With two motors working together that means 132lbs of lift potential?

Yeah, that doesn’t square with our experience. In fact, that seems almost an order of magnitude high.

The two motors have literally ripped sleds apart for people when things have
gone wrong enough, 132 pounds of force at stall is not unreasonable.

they are small motors, but almost 300:1 on the gearbox gives them a LOT of
torque.

David Lang

I think you need to do more than that, does this include anything in it that
mixes weight and distance?

David Lang

the tension is intended to just keep the slack in check. But when you use
elastic pulling on the chain, it’s applying the most force when you need it the
least, and the least force when you need it the most.

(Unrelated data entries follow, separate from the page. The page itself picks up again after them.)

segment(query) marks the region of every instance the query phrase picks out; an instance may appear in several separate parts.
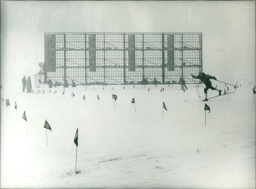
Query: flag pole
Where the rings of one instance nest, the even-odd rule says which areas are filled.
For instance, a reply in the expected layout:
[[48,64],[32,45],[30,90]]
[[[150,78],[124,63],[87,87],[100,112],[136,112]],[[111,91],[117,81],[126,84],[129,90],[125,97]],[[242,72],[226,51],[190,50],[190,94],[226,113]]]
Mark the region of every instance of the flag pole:
[[205,127],[206,125],[206,110],[204,110],[205,116],[204,116],[204,127]]
[[27,121],[26,121],[26,127],[27,127],[27,134],[28,134],[28,125],[27,124]]
[[[112,102],[113,103],[113,106],[114,106],[114,110],[116,110],[116,109],[115,108],[115,106],[114,105],[114,101],[113,101],[113,99],[112,98]],[[116,103],[116,102],[115,102]]]
[[17,114],[17,123],[18,123],[18,112],[17,112],[17,109],[16,109],[16,114]]
[[77,147],[76,146],[76,160],[77,158]]
[[47,144],[47,146],[48,146],[48,142],[47,140],[47,129],[45,128],[45,130],[46,131],[46,143]]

switching to counterweights won’t let you get by with smaller motors, but it
will avoid the tension on the slack side being higher than the tension on the
sled side, which will cause inaccuracy as you pass the point where the tensions
are equal.

you want to have counterweights, and you want the counterweight to be
effectively less than the minimum tension (which means if you have the chain
doubled, and a min tension of 3.2 pounds, you can have up to about 6 pounds of
counterweight)

David Lang

can you make two versions of that graphic, one with the sled in the top center, one with it in the bottom corner to show the two most critical locations (it may be worth showing a top corner, just to show that it’s not as bad as the other two positions, even though it is the shallowest angle for the far chain)

low corner suffer from low tension on the long chain. As the angle on the short chain gets closer to vertical the tension on the other chain gets smaller

Nope, it uses the distances to figure out proportions (nondimensional), then multiplies that by sled weight to come up with the tensions.

The way I like to think of the difficult places is that there are three forces acting on the sled in the x,y plane. 1) the left chain, 2) the right chain, and 3) gravity. If any two of those three get lined up so that they are getting close to parallel, you run into problems. At the top center the two chains are almost parallel. At the bottom corners, one chain and gravity are almost parallel.

cough

i think i’ve got all the formulas updated, but i don’t know what conditional flags on the metric forces should be, so they’re not there right now…

Edited to add ability to switch between the stock machines on the fly, and enable use without copying it to your own page. (green fields are editable by anyone)

I find this a very interesting topic.
The only thing is that I don’t totally understand what the outcome says. Despite the comments I read in this post. So please correct me if I’m wrong.

I want the tension to be as high as possible and angles as close as possible to 45 degrees?

If yes, than it should be possible to calculate the (theoratical) optimum of the set-up with something like Excel-solver (within the boundaries of my garage). Right?

In theory there should be a optimum ratio. From my opinion the ratio of a ply sheet, 4x8 = 1:2. However the Maslow design has some real life factors that will show deviation from the theoretical optimum.
We are more or less at 15° angle, have sled friction, chain sag, are limited by the amps the motor shield can handle and the power supply, a moving CG on Sled y-axis with triangular depending on what angle the chains come in and perhaps a few more I can’t come up with.
My search for the ‘holy grale’ from back in the days: Is it true that there is an optimum ratio between width and hight of the frame?

No, if the tension gets too high (top center, typically), the motors will have trouble moving the sled. Conversely, if the tension gets too low (lower corners, typically) then the motor isn’t having much influence on the sled (potential loss of control).

Most projects I have seen cut don’t even use up the entire 4x8’ sheet of plywood, so the easiest solution is to just use the central area and make a series of holders/clamps to hold wood where it is cut best.

or cut half the sheet 4x4 area in the center and then move it over and then cut the other 4x4 half.

if you really must cut the entire 4x8 sheet at once then move the motors up from 18" to about 30". That will make the machine about 90" tall and many ceilings are only 96" tall, so not much room left.

and have the distance apart about 144 inches or more. some garages don’t have much more space than that.

that is a good explination (and also explains why adding a simple third motor or
bungee to the bottom center doesn’t work)

David Lang

how do you define “where it cuts best”?

if you have a good area that you can get really good accuracy in, then let’s
figure out what the min-max force are in that area, build a machine that gets
those same min-max forces across the entire area, and see if we get equally good
accuracy everywhere.

If we do, we have a solution to the problem about what size the maslow ‘should’
be.

If we still suffer accuracy problems, we know to look at other causes.

David Lang